Der Typus des „film noir“ entstand in den frühen 40er Jahren in den USA, wobei expressionistische Elemente des deutschen Stummfilms nicht zuletzt transportiert durch emigrierte deutsche Filmschaffende wie Fritz Lang, Robert Siodmak und Otto Preminger in die „realistischen“ amerikanischen Gangsterfilme einflossen.211 Die amerikanischen „schwarzen“ Filme zeigen eine finstere Welt voller Korruption und Verbrechen. Meist bildet der Großstadtdschungel die Szenerie. Dabei reflektiert der amerikanische „film noir“ die sozialen und politischen Konflikte bzw. gesellschaftlichen Mißstände und spitzt diese in einem Mikrokosmos zu. Die Helden dieser Filme sind meist einsame, desillusionierte Menschen. Die männlichen Hauptfiguren entsprechen oft dem Bild des „guten, bösen Jungen“. Über den guten Kern hat sich eine rauhe, mitunter böse Schale gelegt, die aus dem harten Lebenskampf erwachsen ist. Typisch für die „schwarzen“ Filme ist es, daß der Zuschauer „eine globale Empfindung von Bedrängung und Härte“ hat.212 Eine wichtige Bedeutung hat das Licht, das bei vorherrschender Dunkelheit sehr gezielt eingesetzt ist. Es entstehen „Schattenwirkungen, hervorgerufen durch Personen oder auch Gegenstäande (Gitter, Jalousien usw. ), die den inneren Zustand der Figuren ausdrücken „213 Neben Lichteffekten symbolisiert vielfach ein ungewöhnlicher Bildaufbau, charakterisiert etwa durch Diagonalen, eine aus den Fugen geratene Welt.

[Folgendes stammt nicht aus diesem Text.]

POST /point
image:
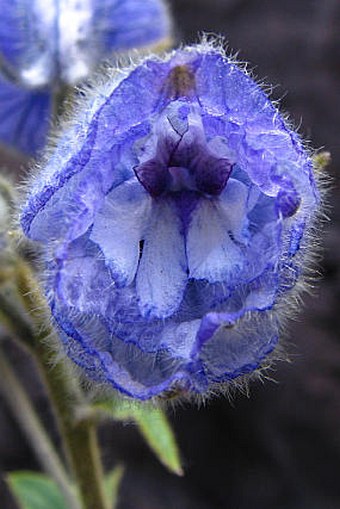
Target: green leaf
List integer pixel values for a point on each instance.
(153, 425)
(111, 485)
(35, 491)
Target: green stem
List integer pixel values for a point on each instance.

Doch es gibt auch auffällige Differenzen zum „schwarzen“ amerikanischen Kriminalfilm. Im Gegensatz zu diesem Typus, der in der Regel über einen sehr folgerichtigen Aufbau verfügt, zeigt DER FALL RABANSER eine recht dürftige Logik. Völlig unklar bleibt etwa, wie dem Journalisten die Flucht aus dem Polizeigewahrsam gelungen ist. Bedeutsamer ist, daß der Kriminalkommissar als Täter überhaupt nicht entwickelt, sondern einfach als Überraschungseffekt gesetzt ist. Beiläufig erfährt man zum Schluß, daß er vor seiner Polizeikarriere schon Verbrecher gewesen sei und sich in den Apparat eingeschlichen habe, was als Erklärung ausreichen muß.215 Direkt angeklebt, ohne einen inneren Bezug zur Handlung wirkt auch das happy end: nachdem der Mörder gefaßt ist, begibt sich Peter Rabanser mit seiner Sekretärin Steffi auf eine große Schiffsreise nach Hin-terindien. Der Kritiker des katholischen „Film Dienst“ erkannte richtig, daß der Film „die erstrebte ‚Wirklichkeit‘ der neorealistischen amerikanischen Kriminalfilme (…) nicht entfernt“ erreicht.216 Dies liegt weniger an dem Inszenierungsstil als an den Drehbuchvorgaben. Daß kein realistischer, gegenwartsbezogener Stoff verwirklicht werden sollte, sondern „zeitlose“ Unterhaltungsware, wurde schon in den zitierten allgemeinen dramaturgischen Überlegungen deutlich. So wurden Stilmerkmale des amerikanischen Kriminalfilms kopiert, ohne sich um deren inhaltliche Entsprechungen und sozialkritische Bezüge zu kümmern.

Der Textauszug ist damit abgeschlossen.